第12話 後悔した過去の選択(皇女視点)




『あ、あのっ!』


 ──気が付けば、私から彼に声を掛けていた。


 こんなのは初めてだ。

 誰かに声を掛ける時にここまで緊張することなどなかった。心臓がドクドクとうるさく鳴って、顔が熱くなるのが自分でも分かる。


 私に話しかけられた人は大抵嬉しそうな反応を示してくる。

 けれども、アルディアは至極冷静な態度で私に向かって一礼し、そのまま床に膝をついた。


『お騒がせ致しました。ヴァルカン帝国の皇女殿下』


『い、いえ……迷惑だなんて思っていないわ。むしろ、助かったくらいよ』


『そうですか。そうおっしゃって頂けるなら、幸いです』


 彼は私が求めていた理想の騎士そのものだった。

 私よりも強く、誰に対しても決して媚びたりしない。

 それでいて優しく、礼儀正しい。


 専属騎士にしたいという気持ちと、彼に対する恋心が同時に押し寄せた。

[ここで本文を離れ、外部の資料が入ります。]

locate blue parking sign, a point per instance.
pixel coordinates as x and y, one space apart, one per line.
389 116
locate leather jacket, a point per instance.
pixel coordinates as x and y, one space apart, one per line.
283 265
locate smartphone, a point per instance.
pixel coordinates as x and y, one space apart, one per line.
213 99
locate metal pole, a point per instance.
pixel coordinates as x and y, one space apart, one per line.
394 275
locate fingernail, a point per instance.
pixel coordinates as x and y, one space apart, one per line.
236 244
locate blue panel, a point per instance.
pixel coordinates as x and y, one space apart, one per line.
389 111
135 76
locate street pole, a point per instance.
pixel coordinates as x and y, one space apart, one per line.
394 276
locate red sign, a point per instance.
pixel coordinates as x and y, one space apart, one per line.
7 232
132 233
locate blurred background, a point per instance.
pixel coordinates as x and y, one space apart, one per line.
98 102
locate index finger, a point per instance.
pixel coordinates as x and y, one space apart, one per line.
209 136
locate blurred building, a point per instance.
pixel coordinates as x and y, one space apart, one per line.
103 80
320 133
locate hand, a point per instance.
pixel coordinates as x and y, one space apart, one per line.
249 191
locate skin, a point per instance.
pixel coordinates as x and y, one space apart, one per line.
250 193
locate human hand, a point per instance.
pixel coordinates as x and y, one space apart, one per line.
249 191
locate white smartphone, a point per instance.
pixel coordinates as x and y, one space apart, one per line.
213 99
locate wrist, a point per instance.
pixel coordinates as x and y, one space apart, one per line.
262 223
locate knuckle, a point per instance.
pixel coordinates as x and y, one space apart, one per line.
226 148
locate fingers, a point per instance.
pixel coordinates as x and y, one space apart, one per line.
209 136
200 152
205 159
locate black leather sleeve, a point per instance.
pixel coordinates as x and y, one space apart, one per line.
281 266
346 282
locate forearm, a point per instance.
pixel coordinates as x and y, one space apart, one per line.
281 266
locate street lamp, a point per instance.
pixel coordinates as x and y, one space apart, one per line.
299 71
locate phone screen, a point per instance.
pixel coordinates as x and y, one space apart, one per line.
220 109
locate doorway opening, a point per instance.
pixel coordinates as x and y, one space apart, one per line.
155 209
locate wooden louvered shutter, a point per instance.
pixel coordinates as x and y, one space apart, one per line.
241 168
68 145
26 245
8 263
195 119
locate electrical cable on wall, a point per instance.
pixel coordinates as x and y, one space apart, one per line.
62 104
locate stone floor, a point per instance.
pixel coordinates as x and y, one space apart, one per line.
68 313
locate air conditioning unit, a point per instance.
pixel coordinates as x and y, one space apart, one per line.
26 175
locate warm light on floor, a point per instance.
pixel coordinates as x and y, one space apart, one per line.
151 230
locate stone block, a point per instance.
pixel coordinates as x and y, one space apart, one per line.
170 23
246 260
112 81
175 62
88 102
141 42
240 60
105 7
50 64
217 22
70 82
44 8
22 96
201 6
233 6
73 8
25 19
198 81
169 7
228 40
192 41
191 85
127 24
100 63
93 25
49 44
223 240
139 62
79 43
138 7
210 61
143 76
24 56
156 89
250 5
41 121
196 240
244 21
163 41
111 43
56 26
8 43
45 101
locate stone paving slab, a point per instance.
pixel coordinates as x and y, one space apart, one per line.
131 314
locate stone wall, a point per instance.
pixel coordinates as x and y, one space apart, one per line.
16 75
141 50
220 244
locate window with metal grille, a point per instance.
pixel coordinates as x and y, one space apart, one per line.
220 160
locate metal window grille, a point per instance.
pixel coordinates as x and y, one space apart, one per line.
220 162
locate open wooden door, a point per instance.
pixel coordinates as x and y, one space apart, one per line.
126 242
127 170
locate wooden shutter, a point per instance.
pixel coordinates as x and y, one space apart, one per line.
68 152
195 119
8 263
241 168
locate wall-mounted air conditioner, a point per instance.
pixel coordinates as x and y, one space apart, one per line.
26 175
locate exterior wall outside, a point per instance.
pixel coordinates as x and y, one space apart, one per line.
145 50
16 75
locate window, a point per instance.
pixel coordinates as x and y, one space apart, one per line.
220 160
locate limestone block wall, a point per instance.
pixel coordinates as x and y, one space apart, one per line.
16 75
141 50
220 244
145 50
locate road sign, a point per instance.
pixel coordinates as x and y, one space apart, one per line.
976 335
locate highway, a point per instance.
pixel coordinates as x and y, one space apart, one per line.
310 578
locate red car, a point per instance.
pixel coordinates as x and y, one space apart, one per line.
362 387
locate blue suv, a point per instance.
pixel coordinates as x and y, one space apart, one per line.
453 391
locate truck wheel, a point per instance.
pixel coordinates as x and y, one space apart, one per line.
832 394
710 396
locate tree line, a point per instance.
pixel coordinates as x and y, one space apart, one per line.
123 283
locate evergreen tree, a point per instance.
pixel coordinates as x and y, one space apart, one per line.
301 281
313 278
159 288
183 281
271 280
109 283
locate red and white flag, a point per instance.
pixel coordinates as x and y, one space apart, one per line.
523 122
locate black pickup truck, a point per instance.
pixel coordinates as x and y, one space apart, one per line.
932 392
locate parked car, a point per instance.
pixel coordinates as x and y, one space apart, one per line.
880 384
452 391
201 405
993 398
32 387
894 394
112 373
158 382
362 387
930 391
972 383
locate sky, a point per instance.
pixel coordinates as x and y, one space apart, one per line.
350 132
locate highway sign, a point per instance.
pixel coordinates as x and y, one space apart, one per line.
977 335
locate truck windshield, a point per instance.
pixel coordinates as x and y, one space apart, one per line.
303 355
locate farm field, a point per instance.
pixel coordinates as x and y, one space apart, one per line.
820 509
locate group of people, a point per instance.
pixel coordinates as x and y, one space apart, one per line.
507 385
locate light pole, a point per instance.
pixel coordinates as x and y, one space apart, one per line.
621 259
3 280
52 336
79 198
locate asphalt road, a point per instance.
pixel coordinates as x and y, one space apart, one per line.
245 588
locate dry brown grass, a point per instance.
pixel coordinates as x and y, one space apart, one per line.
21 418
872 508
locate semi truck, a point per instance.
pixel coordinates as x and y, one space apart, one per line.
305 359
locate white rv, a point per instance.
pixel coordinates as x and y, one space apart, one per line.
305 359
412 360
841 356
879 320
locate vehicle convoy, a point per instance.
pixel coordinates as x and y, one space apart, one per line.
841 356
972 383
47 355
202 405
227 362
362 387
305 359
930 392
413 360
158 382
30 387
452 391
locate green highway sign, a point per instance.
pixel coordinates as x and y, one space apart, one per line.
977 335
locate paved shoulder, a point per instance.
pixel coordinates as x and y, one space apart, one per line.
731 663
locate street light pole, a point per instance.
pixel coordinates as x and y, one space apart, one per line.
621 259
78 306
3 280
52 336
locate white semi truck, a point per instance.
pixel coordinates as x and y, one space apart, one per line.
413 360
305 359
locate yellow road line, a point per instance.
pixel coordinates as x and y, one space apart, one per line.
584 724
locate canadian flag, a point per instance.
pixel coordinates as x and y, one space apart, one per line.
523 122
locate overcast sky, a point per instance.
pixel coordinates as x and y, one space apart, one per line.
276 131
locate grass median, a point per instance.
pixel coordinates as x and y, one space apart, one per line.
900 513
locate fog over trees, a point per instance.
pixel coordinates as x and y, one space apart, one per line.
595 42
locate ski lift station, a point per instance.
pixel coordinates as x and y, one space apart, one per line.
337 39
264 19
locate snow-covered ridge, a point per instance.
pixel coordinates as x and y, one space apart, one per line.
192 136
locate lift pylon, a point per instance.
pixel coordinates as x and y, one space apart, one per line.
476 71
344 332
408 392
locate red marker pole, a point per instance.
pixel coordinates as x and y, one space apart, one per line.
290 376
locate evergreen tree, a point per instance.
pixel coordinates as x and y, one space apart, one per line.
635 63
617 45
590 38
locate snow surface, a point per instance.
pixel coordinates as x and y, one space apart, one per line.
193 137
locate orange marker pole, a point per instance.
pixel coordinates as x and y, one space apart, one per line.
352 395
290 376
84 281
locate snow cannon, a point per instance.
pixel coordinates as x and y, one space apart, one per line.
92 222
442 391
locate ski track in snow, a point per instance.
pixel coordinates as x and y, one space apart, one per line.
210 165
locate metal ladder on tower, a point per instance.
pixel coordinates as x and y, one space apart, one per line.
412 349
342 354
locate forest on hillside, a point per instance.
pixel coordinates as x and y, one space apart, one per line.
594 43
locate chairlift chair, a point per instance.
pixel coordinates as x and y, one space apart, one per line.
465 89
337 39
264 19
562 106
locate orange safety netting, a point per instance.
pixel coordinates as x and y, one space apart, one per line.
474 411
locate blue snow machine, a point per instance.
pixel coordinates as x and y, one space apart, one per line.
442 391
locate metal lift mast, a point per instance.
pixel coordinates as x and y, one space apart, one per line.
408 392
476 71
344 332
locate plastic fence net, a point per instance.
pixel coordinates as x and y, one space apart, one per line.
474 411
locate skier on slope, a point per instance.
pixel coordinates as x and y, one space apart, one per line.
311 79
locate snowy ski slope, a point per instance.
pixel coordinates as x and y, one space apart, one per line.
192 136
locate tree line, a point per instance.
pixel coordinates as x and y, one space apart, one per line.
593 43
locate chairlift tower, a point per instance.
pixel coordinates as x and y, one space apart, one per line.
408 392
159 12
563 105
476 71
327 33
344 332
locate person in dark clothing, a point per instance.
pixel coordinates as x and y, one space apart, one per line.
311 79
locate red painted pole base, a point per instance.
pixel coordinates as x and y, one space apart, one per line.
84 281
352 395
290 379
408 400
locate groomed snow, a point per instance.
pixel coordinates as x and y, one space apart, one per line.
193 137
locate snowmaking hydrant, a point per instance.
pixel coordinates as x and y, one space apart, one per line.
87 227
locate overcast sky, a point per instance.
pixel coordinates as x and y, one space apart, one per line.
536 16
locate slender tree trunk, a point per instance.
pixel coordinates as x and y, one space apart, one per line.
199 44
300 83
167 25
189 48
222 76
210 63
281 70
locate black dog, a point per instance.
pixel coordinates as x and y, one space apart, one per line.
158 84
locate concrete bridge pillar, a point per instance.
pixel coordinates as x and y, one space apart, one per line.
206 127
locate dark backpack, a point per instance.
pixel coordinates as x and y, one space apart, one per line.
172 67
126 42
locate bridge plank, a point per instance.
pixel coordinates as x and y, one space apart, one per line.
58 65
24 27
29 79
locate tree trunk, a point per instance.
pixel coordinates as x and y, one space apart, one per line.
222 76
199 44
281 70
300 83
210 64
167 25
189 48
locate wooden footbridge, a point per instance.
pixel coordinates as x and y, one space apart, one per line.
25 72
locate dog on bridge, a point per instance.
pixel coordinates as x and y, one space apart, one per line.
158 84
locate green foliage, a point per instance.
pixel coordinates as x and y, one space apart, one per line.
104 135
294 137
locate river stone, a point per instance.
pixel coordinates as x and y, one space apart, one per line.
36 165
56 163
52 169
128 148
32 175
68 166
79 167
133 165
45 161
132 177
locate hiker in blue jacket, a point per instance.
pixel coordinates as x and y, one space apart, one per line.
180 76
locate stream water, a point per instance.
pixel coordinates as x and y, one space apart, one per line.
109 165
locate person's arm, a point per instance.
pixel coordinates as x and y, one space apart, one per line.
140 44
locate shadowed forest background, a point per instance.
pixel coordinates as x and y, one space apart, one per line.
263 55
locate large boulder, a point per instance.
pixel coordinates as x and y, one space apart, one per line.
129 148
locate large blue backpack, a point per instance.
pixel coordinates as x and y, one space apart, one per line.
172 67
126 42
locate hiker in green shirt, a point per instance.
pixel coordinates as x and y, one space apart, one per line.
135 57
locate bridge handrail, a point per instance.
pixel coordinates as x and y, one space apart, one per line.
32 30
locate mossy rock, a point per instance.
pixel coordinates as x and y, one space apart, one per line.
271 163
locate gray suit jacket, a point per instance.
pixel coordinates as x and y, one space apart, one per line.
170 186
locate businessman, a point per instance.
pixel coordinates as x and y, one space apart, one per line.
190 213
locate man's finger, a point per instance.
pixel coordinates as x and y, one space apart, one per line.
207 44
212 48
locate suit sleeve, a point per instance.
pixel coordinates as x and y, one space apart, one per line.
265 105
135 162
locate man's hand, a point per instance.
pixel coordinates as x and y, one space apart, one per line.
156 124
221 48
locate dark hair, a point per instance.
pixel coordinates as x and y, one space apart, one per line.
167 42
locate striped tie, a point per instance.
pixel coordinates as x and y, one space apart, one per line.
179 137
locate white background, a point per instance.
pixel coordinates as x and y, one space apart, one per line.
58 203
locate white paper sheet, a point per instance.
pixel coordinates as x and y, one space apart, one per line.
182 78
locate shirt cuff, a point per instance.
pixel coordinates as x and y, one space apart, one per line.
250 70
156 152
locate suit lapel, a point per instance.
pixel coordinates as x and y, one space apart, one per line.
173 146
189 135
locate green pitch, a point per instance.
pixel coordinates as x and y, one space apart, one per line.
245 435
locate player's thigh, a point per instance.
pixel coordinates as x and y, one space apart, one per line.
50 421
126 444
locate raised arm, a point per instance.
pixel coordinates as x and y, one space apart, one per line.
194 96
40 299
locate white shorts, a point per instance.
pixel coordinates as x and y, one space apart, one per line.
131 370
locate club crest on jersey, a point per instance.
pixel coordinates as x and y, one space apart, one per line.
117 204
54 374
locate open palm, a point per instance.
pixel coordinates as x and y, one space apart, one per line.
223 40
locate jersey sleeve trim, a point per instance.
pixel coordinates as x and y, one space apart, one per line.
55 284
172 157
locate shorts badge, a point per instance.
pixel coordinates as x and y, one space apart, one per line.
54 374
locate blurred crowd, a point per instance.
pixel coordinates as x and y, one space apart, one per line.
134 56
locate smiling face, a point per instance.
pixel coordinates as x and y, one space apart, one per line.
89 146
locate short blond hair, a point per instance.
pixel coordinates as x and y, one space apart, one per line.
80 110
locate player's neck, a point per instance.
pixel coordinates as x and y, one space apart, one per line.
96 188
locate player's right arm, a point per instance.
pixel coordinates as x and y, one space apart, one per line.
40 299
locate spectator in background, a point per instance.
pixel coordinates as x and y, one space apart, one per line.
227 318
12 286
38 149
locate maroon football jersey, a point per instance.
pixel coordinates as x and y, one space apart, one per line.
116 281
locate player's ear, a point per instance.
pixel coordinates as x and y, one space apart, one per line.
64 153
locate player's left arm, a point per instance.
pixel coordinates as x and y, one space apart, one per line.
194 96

完全に一目惚れ状態だった。 


『あの、よろしかったらお名前を……』


『アルディア=グレーツです』


 彼は短くそう答え、足早に其の場を去ってしまった。

 もっと色々と話したかったが、名前を聞けただけで十分だった。

 アルディア=グレーツ。

 初めて自分よりも強いかもしれないと思える人。


 自分よりも弱いなら、専属騎士なんて必要ない。

 そんな風にずっと考えたきた私の心変わり。

 そのきっかけはアルディア=グレーツとの出会いだった。


『アルディア……グレーツ……そう』


 彼の背をその場でずっと見つめていた。

 士官学校に入って行ったのを見るに、彼もまたこの学舎の生徒なのだろう。


 ──彼と仲良く、なれるかしら?


 私らしくない。

 こんなに浮かれちゃって、口角は吊り上がり、人目も憚らず恍惚な表情をしていたと思う。

 残念ながら、士官学校に在籍した五年間の間、私が彼と言葉を交わすことはなかった。


 それはアルディアの身分が平民であり、レシュフェルト王国出身であったことが一番の原因であった。


『ヴァルトルーネ皇女殿下、アルディア=グレーツに関する調査が終わりました』


 アルディアに関してはすぐさま帝国の諜報員に調べさせた。

 貴族ではなく、騎士として名を挙げたという記録もなく、レシュフェルト王国の一般家庭に生まれた一見、凡庸な学生。

 士官学校内での成績も、可もなく不可もなくというようなパッとしないもの。


 あの時見た光景とは到底噛み合うことのない人物像が浮かび上がってきた。


『その……お言葉ですが、彼を専属騎士にするなどというのは辞めておいたほうがいいかと。偉大なるヴァルカン帝国の皇女殿下である貴女様の品位が疑われかねません』


『そう……分かったわ』


 不自然に感じたが、諜報員の仕事に文句をつける気はない。

 諜報員の言葉に頷いた私はそのままアルディアを専属騎士に任命しようとはしなかった。

 彼のことを五年間ずっと目で追いながらも、私は彼と最後まで仲良くなれはしない。


 身分の差。

 そして、自分の目で見たものではなく、又聞きした情報を信じてしまったから。


『アルディア……グレーツ。貴方は何者なの?』


 呟く言葉に答える者はいない。

 空虚に広がる青空は、驚くほどに澄み切っていて、こちらの悩みなど意にも介していないかのようであった。


『なんで、私は彼のことをこんなに……』


 気にしているんだろう。

 そう思いながらも、正解が導かれることはない。

 卒業して、

 彼と会うことも無くなった。


 もう会えないと思ったいたし、会う理由もないと思っていた。だから、必死に忘れようとした。


 一時だけのもの。

 気の迷い。

 でも、直感は彼を手に入れろと訴え続けた。



 ──馬鹿らしい。もう結果は出ている。私に相応しい専属騎士なんてきっと現れないはず。彼は違うのだから。


 

 その判断が誤りであると何故気付かなかったのだろう。

 本当に私は愚かで幼かったのだ。




 

 ──結局、私は自分自身の感覚すら信じていなかった。